The goal of the Duke Internal Medicine Residency Program is to train leaders in health care by providing comprehensive and outstanding clinical training to interns, junior and senior assistant residents in Internal Medicine.  
 
The clinical rotations and didactic curriculum of the Duke Internal Medicine Residency Program are designed to ensure that the housestaff acquire the essential core clinical skills, confidence and independence required for delivering highest quality medical care to patients with diverse types of acute or chronic diseases.  
 
The emphasis of the fundamental learning experience is during each patient encounter, either in the hospital or the ambulatory setting. The three integrated components of high quality clinical training include the availability of a large, diverse patient population served by the Duke Healthcare System, the dedicated faculty as educators and role models to the housestaff and the state-of-the-art health care infrastructure.
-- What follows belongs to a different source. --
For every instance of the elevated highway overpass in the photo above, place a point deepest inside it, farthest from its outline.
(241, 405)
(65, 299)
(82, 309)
The basic learning experience associated with clinical encounters at the bedside is supplemented with structured didactic teaching as part of the comprehensive curriculum as well as the acquisition of the tools and skills to facilitate a lifetime of learning and continuing medical education.  
 
Following the completion of the 3 year categorical training period, the Duke Internal Medicine housestaff will:
 
  • Become strong clinicians with the ability to comfortably diagnose and manage both common and unusual clinical problems encountered in the inpatient or outpatient setting to deliver state-of-the-art health care
  • Develop into effective teachers of medicine with their experience and contribution to the clinical education of Duke medical students and more junior housestaff,
  • Learn key aspects of preventive medicine and health promotion and recognize the psychosocial aspects of disease and the impact of acute or chronic illnesses on the individual, and
  • Understand the contribution of basic scientific investigations to our knowledge of fundamental mechanisms of disease and the translation to clinical therapies.
 
The Duke Internal Medicine faculty dedicated to housestaff education, and the collegial, friendly academic environment at Duke will nurture the intellectual curiosity of trainees who are strongly encouraged by the leadership of the Residency Program and the Department of Medicine to participate in scholarly, academic activities as well as research. Individualized learning and career development planning is a cornerstone of the effort to ensure successful training in Internal Medicine and to fulfill the aspirations of the housestaff in any ultimate career path chosen- whether in academic medicine as a basic or clinical investigator or in clinical practice.